What's amazing isn't necessarily that doctors are using iPods as teaching tools—it's that they've taken so long to catch on. In 2005, Duke University gave all incoming undergraduates their own iPods, and many other schools have signed up for Apple's "iTunes U," which allows them to download podcasts of lectures and other course materials. But medicine, particularly cardiology, has lagged behind, says Barrett. "We as cardiologists haven't done a very good job of teaching these heart sounds to medical students and even residents," he says. "In the past, we would have just played short recordings in class, or we might have waited for a patient to show up with a perfect murmur and then we'd line all the students up in front of him. If they were lucky, they'd get to listen for 30 seconds each."
That approach just doesn't work, says Barrett, because the key to learning heart murmurs is repetition. "Learning these sounds is not an intellectual skill. It's a technical skill, like tying knots," he says. "And the way you learn a technical skill is by repeating it, and repeating it, and repeating it." Barrett surveyed students and found that 400 repetitions of a heartbeat were enough to drill into a student's head the particular rhythm of a murmur: the "lub-dub" of a healthy heart, the "lub-whoosh" of aortic regurgitation, or the "lub-rumble-dub" of aortic stenosis. But 400 heartbeats were too much to ask of a real, live patient, says Barrett: "They won't tolerate sitting there that long."
Instead, Barrett put together computer-generated simulations of those noises, which were clearer and easier to hear than the heartbeat of an actual patient.

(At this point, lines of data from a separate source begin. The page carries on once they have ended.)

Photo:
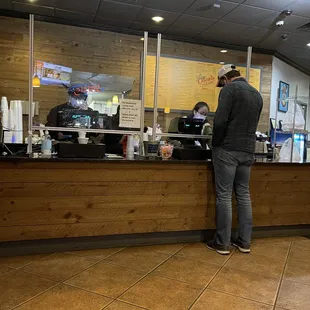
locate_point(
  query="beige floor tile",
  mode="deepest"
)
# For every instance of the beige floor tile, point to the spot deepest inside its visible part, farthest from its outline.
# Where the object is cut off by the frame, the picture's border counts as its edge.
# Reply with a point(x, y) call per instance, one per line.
point(199, 252)
point(187, 270)
point(117, 305)
point(257, 263)
point(65, 297)
point(98, 253)
point(300, 250)
point(158, 293)
point(285, 241)
point(17, 287)
point(220, 301)
point(4, 269)
point(20, 261)
point(138, 258)
point(298, 271)
point(278, 251)
point(165, 248)
point(294, 296)
point(59, 267)
point(106, 279)
point(246, 284)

Then he formatted them into
individual MP3 files, introducing and explaining each one. The recordings were an immediate hit with students. "Time is obviously a problem for medical students, so anything you can learn outside the hospital is great," says Washinsky, who will enter an internal medicine residency next year. "I have a half-hour commute, so I was listening to this a lot on the train, and at home too, if I was going to bed and didn't feel like watching TV."
Not only were the "heart songs" convenient, they worked. Barrett has mostly given them to younger docs and students, but he says older physicians can also benefit from adding the MP3s to their music libraries. He'll be testing out willing participants' abilities at the conference this weekend, and for those who don't make it there, the ACC offers a collection of recordings for download on its Web page. (For those who still haven't broken down and bought iPods, the recordings also come as Barrett originally envisioned them, in CD form.) Even those of us without stethoscopes can learn a heart song, well, by heart, says Barrett. "I had a feeling this was a skill you could pick up without any medical background at all," he says, "so I secretly put a marketing major in our classes and had him learn these heartbeats on his iPod. At the end of the class he scored equal to any of the med students. This kid couldn't spell 'mitral regurgitation,' but he could learn to recognize it."